No pude conseguir de él nada más; caminó absorto en sus pensamientos hasta las puertas de Baskerville.

- ¿Entra usted?

- Sí; no veo razón para continuar oculto. Una última palabra, Watson. Nada diga usted del sabueso a sir Enrique. Déjelo en la creencia de que la muerte de Selden ocurrió de la manera que Stapleton desea que nosotros lo creamos.
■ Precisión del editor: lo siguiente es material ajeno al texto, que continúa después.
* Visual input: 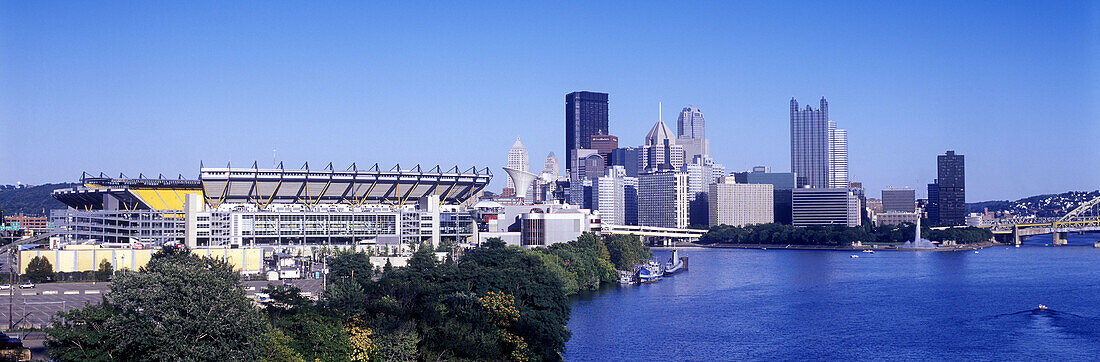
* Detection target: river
[565,233,1100,361]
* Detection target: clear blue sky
[0,1,1100,201]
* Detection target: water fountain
[902,209,936,248]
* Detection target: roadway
[0,276,322,328]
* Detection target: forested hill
[0,184,78,216]
[966,190,1100,218]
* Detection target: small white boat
[619,272,635,285]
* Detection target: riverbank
[675,242,1007,252]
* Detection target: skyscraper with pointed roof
[677,106,711,164]
[638,120,684,173]
[565,91,607,169]
[507,138,531,191]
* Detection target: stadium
[51,163,493,248]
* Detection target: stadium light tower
[504,167,539,202]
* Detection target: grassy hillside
[0,184,77,216]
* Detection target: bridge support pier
[1051,231,1069,245]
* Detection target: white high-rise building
[638,121,684,173]
[592,166,638,224]
[826,121,849,188]
[677,106,706,139]
[542,152,561,180]
[708,177,774,227]
[638,172,689,228]
[677,106,711,163]
[508,138,531,190]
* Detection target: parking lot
[0,276,322,328]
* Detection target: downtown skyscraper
[826,121,849,188]
[677,106,711,164]
[791,97,828,188]
[565,91,607,171]
[507,138,531,191]
[928,151,966,227]
[791,97,848,188]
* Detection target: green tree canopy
[47,248,264,361]
[26,256,55,283]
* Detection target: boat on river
[663,250,684,275]
[638,264,663,284]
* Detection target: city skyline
[0,2,1100,201]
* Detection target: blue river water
[565,234,1100,361]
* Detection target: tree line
[46,233,652,361]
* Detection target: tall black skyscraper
[936,151,966,227]
[565,91,607,169]
[924,182,939,226]
[791,97,831,187]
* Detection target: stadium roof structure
[199,163,493,208]
[53,163,493,210]
[52,173,202,210]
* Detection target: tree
[260,326,306,362]
[47,248,264,361]
[45,298,118,361]
[96,259,114,282]
[26,256,54,283]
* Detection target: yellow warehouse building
[19,245,264,274]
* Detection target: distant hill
[966,190,1100,218]
[0,184,79,216]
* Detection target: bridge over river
[981,197,1100,248]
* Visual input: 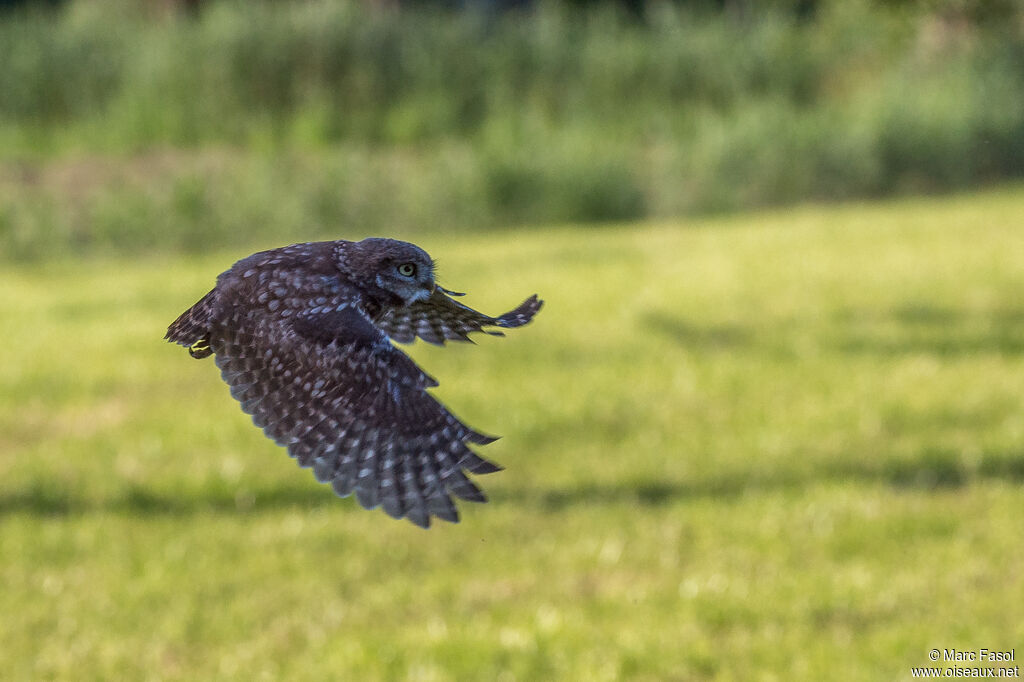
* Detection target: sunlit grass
[0,190,1024,680]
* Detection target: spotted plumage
[166,239,543,527]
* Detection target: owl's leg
[188,334,213,359]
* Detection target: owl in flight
[165,239,543,528]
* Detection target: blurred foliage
[0,0,1024,258]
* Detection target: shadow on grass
[837,303,1024,356]
[642,312,754,350]
[641,302,1024,357]
[495,451,1024,511]
[0,451,1024,517]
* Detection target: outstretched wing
[374,287,544,345]
[211,305,500,527]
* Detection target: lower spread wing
[374,287,544,345]
[211,307,500,527]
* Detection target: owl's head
[345,238,434,305]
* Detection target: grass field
[0,188,1024,680]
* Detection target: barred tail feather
[164,290,216,350]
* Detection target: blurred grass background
[0,0,1024,680]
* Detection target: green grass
[0,188,1024,680]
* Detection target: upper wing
[211,306,500,527]
[374,287,544,345]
De ese modo se hallará con mejores ánimos para la prueba que tendrá que sufrir mañana, porque, si yo no recuerdo mal el informe de usted, está comprometido para cenar mañana con los Stapleton.

- También yo estoy invitado.

- Pues entonces tendrá usted que disculparse, porque es preciso que él vaya solo. Eso se arreglará fácil. Y ahora, si es cierto que llegamos demasiado tarde para comer, creo que tanto usted como yo venimos con buen apetito para cenar.